"Glory, glory, hallelujah,"

and tossed and flung it back and forth from hill to hill and shore to shore till it seemed as though Lee and his cohorts must have heard and quailed before the fearful prophecy and arraignment.

Then the "tenore robusto" and the "basso profundo" opened a regular concert program, more or less sprinkled with magnificent chorus: singing, as it was easy or difficult for the men to recall the words. You must rummage in the closets of memory for most of them! The Old Oaken Bucket; Nellie Gray; Anna Lisle; No, Ne'er Can Thy Home be Mine; Tramp, Tramp, Tramp; We are Coming, Father Abraham; Just as I Am; By Cold Siloam's Shady Rill—how those home-loving Sunday school young boys did sing that! It seemed incongruous, but every now and then they dropped into these old hymn tunes, which many a mother had sung her baby to sleep with in those elder and better days.

The war songs are all frazzled and torn fragments of memory now, covered with dust and oblivion, but they were great songs in and for their day. No other country ever had so many.
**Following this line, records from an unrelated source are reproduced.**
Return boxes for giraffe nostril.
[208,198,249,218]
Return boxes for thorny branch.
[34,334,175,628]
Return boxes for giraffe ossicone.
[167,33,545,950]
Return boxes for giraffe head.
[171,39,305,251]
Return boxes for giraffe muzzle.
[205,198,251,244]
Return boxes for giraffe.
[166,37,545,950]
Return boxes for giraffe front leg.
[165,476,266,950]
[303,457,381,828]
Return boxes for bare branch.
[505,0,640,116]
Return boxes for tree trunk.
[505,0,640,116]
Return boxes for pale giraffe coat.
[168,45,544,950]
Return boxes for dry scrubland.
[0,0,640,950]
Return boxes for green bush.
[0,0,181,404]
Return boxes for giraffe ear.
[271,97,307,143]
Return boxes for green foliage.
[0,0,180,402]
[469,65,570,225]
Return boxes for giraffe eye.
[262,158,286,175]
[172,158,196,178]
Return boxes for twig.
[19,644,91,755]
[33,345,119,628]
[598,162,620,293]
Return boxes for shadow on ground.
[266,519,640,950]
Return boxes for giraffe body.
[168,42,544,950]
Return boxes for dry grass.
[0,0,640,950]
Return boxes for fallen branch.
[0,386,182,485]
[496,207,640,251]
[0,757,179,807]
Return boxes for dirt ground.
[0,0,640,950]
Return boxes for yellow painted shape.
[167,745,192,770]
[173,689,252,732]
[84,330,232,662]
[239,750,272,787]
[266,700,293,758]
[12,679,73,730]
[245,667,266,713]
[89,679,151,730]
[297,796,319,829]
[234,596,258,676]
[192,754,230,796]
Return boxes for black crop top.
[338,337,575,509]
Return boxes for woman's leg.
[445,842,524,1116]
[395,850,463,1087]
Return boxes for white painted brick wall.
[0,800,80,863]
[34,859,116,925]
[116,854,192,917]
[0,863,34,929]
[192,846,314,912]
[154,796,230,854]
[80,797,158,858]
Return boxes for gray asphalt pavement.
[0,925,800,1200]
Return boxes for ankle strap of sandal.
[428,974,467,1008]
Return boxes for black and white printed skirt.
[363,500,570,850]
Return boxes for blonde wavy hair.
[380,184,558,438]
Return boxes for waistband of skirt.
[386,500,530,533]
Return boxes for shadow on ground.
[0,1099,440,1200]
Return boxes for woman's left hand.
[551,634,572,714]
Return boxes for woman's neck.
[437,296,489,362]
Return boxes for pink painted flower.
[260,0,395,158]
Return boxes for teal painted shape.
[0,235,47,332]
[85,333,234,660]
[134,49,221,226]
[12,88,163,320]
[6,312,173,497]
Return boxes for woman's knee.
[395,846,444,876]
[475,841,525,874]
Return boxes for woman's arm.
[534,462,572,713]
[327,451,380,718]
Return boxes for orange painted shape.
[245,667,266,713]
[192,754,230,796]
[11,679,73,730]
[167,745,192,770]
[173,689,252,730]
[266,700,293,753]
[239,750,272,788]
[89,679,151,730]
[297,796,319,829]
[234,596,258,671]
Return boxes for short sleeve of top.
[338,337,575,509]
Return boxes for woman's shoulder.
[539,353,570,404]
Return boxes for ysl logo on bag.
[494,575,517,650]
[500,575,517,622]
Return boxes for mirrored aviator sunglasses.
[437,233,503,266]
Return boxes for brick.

Laughter and badinage had long since ceased. Flat on their backs, gazing up at the stars through the pine and hemlock boughs, the boys lay quietly smoking while the "tenore robusto" assisted by the "basso profundo" and hundreds of others sang "Willie, We Have Missed You," "Just Before the Battle, Mother," "Brave Boys Are They," and the "Vacant Chair."

In a little break in the singing. Hen Withers sang a wonderful song, now almost forgotten. It was new to the boys then, but the bugler had heard it, and as Hen's magnificent voice rolled forth its fervid words the bugle caught up the high note theme, and never did the stars sing together more entrancingly than did the "wicked mule whacker" and that bugle—

"Lift up your eyes, desponding freemen.
Fling to the winds your needless fears.
He who unfurled our beauteous banner
Says it shall wave a thousand years."

On the glorious chorus a thousand voices took up the refrain in droning fashion that made one think of "The Sound of the Great Amen."

"A thousand years, my own Columbia!
Tis the glad day so long foretold!
'Tis the glad mom whose early twilight
Washington saw in times of old."

By the time Hen had sung all of the seven verses the whole brigade knew the refrain and roared it forth as a defiance to the Southern Confederacy, which took on physical vigor in the days that came after, when the 200th Ind. went into battle to come off victorious on many a fiercely contested field.